De son côté, la préfète suppléante de la MRC de Drummond, Natacha Tessier, a souligné que la lutte à l’itinérance constitue une priorité régionale. Elle estime que TAPAJ s’inscrit pleinement dans les actions mises de l’avant pour répondre à cet enjeu.
La Piaule au cœur de l’intervention
À Drummondville, La Piaule jouera un rôle central dans le déploiement du programme. Son directeur général, Francis Lacharité, voit dans TAPAJ un complément naturel aux services déjà offerts.

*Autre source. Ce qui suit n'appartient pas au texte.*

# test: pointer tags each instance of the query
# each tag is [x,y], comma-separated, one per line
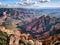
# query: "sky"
[51,3]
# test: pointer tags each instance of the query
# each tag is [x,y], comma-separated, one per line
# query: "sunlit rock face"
[44,0]
[40,23]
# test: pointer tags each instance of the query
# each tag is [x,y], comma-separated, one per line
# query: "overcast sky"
[52,3]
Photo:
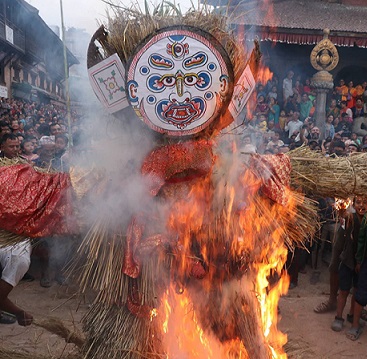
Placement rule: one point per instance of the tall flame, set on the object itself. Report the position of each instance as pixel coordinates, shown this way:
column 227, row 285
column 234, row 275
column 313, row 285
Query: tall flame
column 231, row 242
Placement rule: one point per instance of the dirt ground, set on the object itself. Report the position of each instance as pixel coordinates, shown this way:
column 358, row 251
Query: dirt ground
column 309, row 334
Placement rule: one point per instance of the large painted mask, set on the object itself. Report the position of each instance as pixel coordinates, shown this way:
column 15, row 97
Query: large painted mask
column 179, row 81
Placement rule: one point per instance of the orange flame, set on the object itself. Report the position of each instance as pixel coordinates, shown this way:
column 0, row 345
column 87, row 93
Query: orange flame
column 231, row 241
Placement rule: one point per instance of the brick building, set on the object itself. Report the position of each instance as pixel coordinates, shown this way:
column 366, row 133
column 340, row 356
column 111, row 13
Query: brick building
column 289, row 29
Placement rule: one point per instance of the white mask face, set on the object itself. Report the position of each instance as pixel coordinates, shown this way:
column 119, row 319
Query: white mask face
column 179, row 82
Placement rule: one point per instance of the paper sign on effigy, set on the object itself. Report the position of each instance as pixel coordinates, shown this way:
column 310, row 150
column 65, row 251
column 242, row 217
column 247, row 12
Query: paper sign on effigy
column 108, row 81
column 241, row 92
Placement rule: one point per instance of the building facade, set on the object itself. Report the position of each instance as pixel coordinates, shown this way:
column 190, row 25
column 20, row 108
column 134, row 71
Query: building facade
column 31, row 55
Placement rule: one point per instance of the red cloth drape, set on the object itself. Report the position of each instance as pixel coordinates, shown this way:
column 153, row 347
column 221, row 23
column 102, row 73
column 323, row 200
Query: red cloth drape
column 35, row 204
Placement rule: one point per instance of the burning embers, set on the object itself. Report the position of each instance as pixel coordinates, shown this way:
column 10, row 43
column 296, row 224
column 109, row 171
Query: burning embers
column 228, row 243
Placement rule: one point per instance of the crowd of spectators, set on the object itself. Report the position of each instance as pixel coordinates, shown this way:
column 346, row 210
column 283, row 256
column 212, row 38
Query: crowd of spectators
column 282, row 118
column 42, row 131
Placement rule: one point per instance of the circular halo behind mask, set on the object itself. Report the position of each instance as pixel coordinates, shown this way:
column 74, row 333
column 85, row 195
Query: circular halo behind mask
column 179, row 81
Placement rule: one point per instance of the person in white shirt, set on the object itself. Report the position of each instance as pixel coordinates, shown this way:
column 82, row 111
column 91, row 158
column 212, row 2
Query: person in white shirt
column 288, row 86
column 294, row 126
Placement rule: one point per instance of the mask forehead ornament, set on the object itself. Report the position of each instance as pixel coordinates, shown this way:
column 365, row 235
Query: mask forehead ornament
column 179, row 81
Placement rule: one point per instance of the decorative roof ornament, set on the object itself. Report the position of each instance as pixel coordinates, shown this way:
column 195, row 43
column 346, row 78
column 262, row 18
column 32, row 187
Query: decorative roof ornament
column 324, row 55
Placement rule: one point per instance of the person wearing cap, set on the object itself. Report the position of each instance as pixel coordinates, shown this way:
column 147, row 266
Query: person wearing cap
column 46, row 152
column 14, row 259
column 352, row 147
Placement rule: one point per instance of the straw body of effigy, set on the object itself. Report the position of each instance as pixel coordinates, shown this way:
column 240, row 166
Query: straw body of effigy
column 322, row 176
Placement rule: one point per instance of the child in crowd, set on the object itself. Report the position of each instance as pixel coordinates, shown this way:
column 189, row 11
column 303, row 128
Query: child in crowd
column 345, row 248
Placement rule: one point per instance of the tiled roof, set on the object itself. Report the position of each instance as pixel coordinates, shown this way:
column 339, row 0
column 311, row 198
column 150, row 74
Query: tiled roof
column 303, row 14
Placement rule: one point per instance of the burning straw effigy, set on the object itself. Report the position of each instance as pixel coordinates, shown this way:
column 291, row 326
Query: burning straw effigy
column 189, row 274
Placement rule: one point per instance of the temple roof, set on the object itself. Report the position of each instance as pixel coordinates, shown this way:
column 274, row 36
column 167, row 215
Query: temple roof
column 304, row 14
column 302, row 21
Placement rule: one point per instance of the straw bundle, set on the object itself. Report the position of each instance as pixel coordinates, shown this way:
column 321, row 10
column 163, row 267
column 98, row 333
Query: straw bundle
column 324, row 176
column 130, row 26
column 11, row 354
column 116, row 333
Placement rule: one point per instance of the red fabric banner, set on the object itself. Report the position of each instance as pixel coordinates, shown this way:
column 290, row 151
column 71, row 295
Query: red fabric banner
column 35, row 204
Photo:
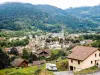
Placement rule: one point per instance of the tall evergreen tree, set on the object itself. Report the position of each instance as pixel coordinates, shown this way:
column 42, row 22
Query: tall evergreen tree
column 4, row 59
column 26, row 54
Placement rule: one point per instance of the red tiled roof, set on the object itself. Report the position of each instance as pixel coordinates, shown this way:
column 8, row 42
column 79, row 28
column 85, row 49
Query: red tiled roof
column 81, row 52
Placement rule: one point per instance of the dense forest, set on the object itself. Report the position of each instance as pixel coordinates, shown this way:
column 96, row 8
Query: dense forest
column 20, row 16
column 89, row 13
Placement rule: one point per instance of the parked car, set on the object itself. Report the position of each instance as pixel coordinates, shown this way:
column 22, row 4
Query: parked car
column 51, row 67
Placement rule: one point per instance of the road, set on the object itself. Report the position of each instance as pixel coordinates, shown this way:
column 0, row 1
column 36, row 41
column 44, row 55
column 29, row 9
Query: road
column 71, row 73
column 64, row 73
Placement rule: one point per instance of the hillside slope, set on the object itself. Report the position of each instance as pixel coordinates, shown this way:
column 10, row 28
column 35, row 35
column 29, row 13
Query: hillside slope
column 19, row 16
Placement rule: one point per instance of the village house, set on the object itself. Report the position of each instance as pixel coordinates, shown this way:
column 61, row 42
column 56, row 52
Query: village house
column 83, row 57
column 18, row 62
column 44, row 53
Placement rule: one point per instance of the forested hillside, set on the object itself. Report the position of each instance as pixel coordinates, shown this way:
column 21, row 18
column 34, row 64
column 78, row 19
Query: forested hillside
column 90, row 13
column 19, row 16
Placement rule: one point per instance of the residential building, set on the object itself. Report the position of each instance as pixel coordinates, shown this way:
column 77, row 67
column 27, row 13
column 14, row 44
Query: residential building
column 83, row 57
column 18, row 62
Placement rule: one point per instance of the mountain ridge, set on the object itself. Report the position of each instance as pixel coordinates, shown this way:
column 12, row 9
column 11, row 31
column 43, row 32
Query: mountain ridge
column 19, row 16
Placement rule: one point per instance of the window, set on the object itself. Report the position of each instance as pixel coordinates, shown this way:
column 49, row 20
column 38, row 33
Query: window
column 74, row 68
column 71, row 61
column 91, row 62
column 95, row 55
column 78, row 62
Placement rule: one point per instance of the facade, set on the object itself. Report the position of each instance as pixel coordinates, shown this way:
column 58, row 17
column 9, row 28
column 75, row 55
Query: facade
column 18, row 62
column 83, row 57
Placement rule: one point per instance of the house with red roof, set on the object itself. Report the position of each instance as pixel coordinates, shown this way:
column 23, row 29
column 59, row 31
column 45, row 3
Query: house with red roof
column 83, row 57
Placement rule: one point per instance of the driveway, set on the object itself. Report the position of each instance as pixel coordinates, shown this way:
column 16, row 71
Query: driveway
column 95, row 73
column 64, row 73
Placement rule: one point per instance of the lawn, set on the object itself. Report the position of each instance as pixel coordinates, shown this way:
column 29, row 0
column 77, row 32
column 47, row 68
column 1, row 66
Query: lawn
column 25, row 71
column 62, row 65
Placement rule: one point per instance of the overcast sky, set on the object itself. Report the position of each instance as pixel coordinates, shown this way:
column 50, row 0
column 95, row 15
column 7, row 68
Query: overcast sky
column 59, row 3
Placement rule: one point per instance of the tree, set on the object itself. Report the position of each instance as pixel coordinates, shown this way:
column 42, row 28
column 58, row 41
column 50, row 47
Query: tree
column 4, row 59
column 26, row 54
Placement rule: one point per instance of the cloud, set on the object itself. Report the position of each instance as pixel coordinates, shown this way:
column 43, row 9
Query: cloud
column 59, row 3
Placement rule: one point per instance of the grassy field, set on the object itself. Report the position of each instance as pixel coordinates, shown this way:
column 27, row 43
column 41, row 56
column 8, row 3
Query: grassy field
column 25, row 71
column 62, row 65
column 88, row 70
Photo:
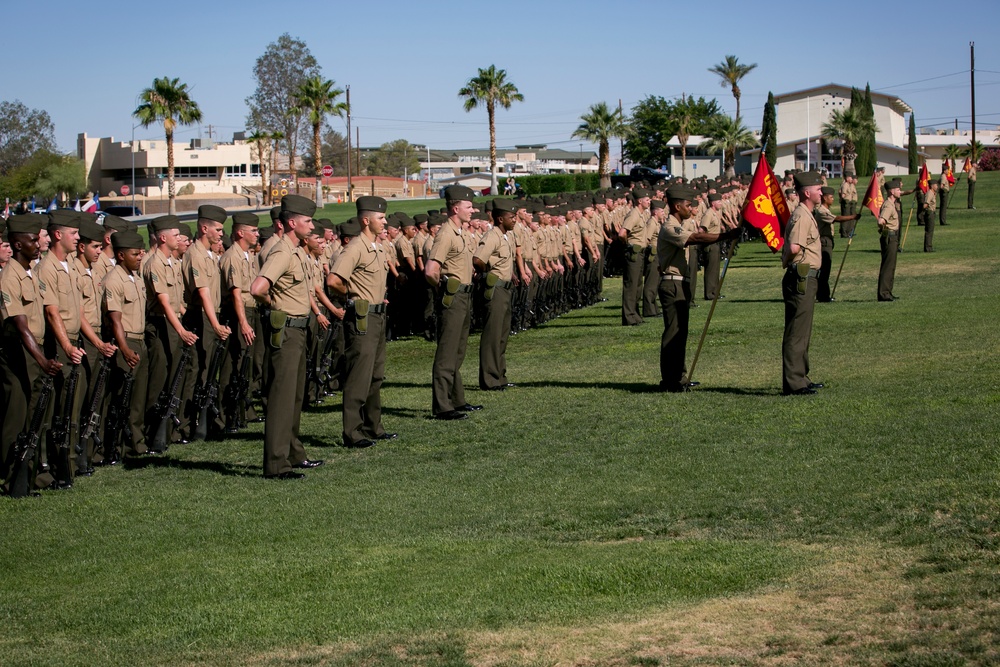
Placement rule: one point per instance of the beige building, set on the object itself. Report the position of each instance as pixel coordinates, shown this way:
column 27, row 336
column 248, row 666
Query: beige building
column 802, row 113
column 207, row 167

« Nous croyons en l’importance de créer des occasions porteuses de sens pour les personnes en situation de rupture sociale », a-t-il indiqué, rappelant que l’organisme œuvre depuis plus de 40 ans auprès des personnes vulnérables.
Une approche en expansion
Pour TAPAJ Québec, cette annonce marque une étape déterminante. Sa directrice générale, Julie Laflamme-Desgroseilliers, souligne que le programme permet déjà à de nombreuses personnes de retrouver espoir et autonomie.
« Ce déploiement provincial, c’est une avancée collective pour un Québec plus humain et plus inclusif », a-t-elle affirmé.
Avec cette expansion, le gouvernement et ses partenaires misent sur une approche concrète et de proximité pour répondre aux enjeux croissants liés à l’itinérance et à la marginalisation, en redonnant aux personnes concernées un rôle actif au sein de leur communauté.